Letter to the editor: Make adjustments in summer
The recent transfer of a Castle Height's teacher has caused quite an uproar amongst parents. I for one do not have a child in the grade affected however, I understand what these parents are going through. In fact, this is not the first time that the Carbon County School District has pulled this same stunt in recent history.
Last year, Wellington fourth grade students experienced a similar hardship when they found out several weeks into the school year that they would lose a teacher. My daughter who attended the school and had done so since kindergarten, was moved from an average class size to a significantly larger class when the district transferred a teacher to a different position in the district.
It was because of small class sizes that I had transported my child for over four years from Price to Wellington every day regardless of living in the Castle Heights boundaries. I soon found out that this effort was in vain.
Parents found out about the Wellington change the evening prior to the downsizing with a letter sent home with the students. What a way to break the news in a delicate and professional manner.
Because of the sudden change, phone calls began to pour into the school and the district office. As a parent, I wanted answers and just like the Castle Height's parents, all I got was excuses and the runaround. The only real form of communication that we got at the time came through our children. At least this time around, district officials decided to meet face to face with parents.
It seems like what is going on currently at Castle Heights is a replay from last year at Wellington. This leads me to wonder what the school district does during the summer break. Obviously they don't organize and prepare their schools properly for the children they serve.
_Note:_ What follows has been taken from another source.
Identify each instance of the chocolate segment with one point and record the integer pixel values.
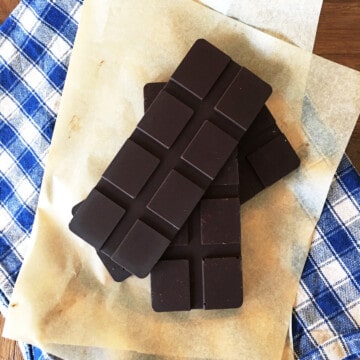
(140, 180)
I understand the frustration that parents are currently feeling. I have been there and can relate. In fact, the change had such a dramatic affect on my daughter that we transferred her from Wellington to Castle Heights the day following the change. This was a change that was for the best. She has excelled and loves Castle Heights.
Even though this might seem like a set back now, in the long run student's will become stronger just as my daughter has. This is thanks to the resilience of children and no thanks to the school officials who think they are acting in the kid's best interest.
It seems to me that the school district should be as concerned about our children's needs as they claim to be. If they are so worried about our children's education, then they should work a few weeks in the summer to make teacher adjustments before the school year begins.